Dzisiaj, tuż po godz. 1 w nocy, policjanci z wydziału prewencji mieleckiej jednostki, zauważyli błąkającą się starszą kobietę, która sprawiała wrażenie zagubionej. Policjanci zaczęli rozmawiać z seniorką. Była kompletnie zdezorientowana, osłabiona i wyziębiona. Mundurowi niezwłocznie wezwali na miejsce karetkę pogotowia.
Z uwagi na panujące warunki atmosferyczne funkcjonariusze zaprosili kobietę do radiowozu i w spokojnej rozmowie próbowali uzyskać informacje, które pozwolą ustalić jej miejsce zamieszkania. Kobieta powiedziała, że mieszka z synem. Nie była w stanie określić po co wyszła i gdzie się udaje. W toku dalszej rozmowy policjanci ustalili, że seniorka ma 86 lata i mieszka w Mielcu z synem. Po kilku minutach wspólnie z dyżurnym funkcjonariusze wytypowali prawdopodobne miejsce zamieszkania kobiety, gdzie pojechał patrol i powiadomił rodzinę. Kobieta na szczęście nie potrzebowała pomocy medycznej, dlatego też trafiła bezpośrednio pod opiekę rodziny. Okazało się, że seniorka ze względu na stan zdrowia wymaga stałej opieki.

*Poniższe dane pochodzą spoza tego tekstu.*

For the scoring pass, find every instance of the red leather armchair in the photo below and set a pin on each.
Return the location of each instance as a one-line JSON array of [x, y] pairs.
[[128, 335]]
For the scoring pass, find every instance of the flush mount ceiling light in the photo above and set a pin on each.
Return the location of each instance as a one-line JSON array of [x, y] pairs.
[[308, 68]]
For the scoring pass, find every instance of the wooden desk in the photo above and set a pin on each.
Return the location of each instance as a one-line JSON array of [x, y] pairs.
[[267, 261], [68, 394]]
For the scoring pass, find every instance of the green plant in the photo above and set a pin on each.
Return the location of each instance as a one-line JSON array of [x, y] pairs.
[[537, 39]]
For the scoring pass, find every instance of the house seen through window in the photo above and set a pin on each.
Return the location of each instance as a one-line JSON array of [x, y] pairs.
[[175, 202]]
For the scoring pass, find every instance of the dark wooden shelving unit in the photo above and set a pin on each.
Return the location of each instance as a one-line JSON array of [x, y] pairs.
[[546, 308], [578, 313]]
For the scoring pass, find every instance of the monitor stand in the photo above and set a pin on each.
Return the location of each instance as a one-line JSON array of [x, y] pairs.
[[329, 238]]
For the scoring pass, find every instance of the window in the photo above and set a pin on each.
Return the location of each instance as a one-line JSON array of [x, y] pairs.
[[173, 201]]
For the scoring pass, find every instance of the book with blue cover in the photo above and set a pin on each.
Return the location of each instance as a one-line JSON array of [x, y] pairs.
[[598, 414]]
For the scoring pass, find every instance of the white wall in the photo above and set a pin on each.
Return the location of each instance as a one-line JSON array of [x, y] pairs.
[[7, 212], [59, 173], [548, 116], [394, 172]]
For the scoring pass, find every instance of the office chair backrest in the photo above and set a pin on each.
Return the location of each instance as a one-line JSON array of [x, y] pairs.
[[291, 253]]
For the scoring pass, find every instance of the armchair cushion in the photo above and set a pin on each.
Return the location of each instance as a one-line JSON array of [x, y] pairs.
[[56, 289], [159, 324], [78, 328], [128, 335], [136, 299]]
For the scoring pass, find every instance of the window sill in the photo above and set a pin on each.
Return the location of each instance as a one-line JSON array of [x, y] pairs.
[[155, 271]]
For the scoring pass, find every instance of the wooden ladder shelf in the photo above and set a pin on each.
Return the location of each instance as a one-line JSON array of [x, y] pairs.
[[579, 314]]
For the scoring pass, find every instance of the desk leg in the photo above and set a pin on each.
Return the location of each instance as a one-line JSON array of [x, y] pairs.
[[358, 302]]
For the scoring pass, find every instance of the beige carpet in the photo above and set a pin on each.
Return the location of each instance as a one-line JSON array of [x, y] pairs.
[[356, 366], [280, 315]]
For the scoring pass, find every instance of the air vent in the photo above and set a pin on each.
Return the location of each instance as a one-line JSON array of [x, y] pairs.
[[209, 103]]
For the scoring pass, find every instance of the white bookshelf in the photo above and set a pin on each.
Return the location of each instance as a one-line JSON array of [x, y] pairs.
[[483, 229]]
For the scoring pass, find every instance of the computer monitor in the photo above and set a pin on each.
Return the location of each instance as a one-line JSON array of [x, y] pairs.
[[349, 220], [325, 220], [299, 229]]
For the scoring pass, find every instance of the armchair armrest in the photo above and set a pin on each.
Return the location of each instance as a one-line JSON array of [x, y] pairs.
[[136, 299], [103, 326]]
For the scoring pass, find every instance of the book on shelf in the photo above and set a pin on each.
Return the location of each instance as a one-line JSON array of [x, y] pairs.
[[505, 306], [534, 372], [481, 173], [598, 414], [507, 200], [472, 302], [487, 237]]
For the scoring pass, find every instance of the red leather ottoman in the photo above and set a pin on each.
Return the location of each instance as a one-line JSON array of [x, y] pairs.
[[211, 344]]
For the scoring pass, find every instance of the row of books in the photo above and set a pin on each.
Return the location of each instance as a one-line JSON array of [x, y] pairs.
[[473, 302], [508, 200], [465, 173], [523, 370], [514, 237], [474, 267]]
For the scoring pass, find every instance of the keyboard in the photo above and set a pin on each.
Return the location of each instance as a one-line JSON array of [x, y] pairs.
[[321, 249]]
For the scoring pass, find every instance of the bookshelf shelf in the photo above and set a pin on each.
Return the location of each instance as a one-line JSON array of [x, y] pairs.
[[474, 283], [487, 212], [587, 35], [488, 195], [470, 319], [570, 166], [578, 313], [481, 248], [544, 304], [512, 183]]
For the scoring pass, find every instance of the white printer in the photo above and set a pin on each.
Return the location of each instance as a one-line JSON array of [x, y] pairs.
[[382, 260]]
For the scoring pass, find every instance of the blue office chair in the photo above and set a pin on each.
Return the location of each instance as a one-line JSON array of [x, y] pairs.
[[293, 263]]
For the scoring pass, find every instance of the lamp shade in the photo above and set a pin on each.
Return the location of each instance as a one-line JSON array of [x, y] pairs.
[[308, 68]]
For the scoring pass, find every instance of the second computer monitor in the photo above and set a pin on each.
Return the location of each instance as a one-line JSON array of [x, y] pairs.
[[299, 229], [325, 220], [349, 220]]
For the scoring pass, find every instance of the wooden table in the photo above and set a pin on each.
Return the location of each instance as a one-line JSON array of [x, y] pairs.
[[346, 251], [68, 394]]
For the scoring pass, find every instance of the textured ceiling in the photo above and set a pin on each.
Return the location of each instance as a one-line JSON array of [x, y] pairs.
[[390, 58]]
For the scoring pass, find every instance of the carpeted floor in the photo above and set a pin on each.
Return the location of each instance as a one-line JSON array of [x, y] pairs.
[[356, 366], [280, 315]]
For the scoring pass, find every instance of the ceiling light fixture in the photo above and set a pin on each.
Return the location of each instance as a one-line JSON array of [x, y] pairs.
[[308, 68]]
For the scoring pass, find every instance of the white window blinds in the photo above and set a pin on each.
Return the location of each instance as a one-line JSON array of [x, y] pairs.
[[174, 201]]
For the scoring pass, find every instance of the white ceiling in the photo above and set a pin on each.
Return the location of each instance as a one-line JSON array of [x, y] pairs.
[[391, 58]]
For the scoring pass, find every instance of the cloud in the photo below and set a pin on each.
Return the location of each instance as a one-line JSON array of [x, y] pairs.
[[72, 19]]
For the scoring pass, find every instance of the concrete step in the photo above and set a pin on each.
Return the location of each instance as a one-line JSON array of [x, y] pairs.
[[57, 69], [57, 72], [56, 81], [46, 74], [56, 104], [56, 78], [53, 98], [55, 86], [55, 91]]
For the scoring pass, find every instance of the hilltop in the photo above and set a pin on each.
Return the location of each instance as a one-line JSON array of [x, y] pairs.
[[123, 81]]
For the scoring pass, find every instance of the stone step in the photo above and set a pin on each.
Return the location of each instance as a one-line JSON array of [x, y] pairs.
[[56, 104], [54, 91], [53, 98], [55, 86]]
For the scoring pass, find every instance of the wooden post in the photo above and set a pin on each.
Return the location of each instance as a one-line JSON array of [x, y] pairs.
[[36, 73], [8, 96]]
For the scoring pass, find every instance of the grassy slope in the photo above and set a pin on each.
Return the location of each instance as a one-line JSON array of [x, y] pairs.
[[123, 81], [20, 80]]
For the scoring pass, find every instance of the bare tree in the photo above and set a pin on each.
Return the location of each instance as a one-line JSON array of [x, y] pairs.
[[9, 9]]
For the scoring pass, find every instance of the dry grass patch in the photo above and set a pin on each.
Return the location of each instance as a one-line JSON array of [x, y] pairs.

Odpowiednia reakcja, zaangażowanie i czujność policjantów zapobiegła tragedii, a seniorka cała i zdrowa trafiła pod opiekę rodziny.
Policjanci apelują, aby widząc osobę starszą, zagubioną często ubraną nieadekwatnie do warunków pogodowych - zareagować. Weźmy pod uwagę niskie temperatury panujące na dworze, które mogą stworzyć realne zagrożenie dla czyjegoś zdrowia, a nawet życia.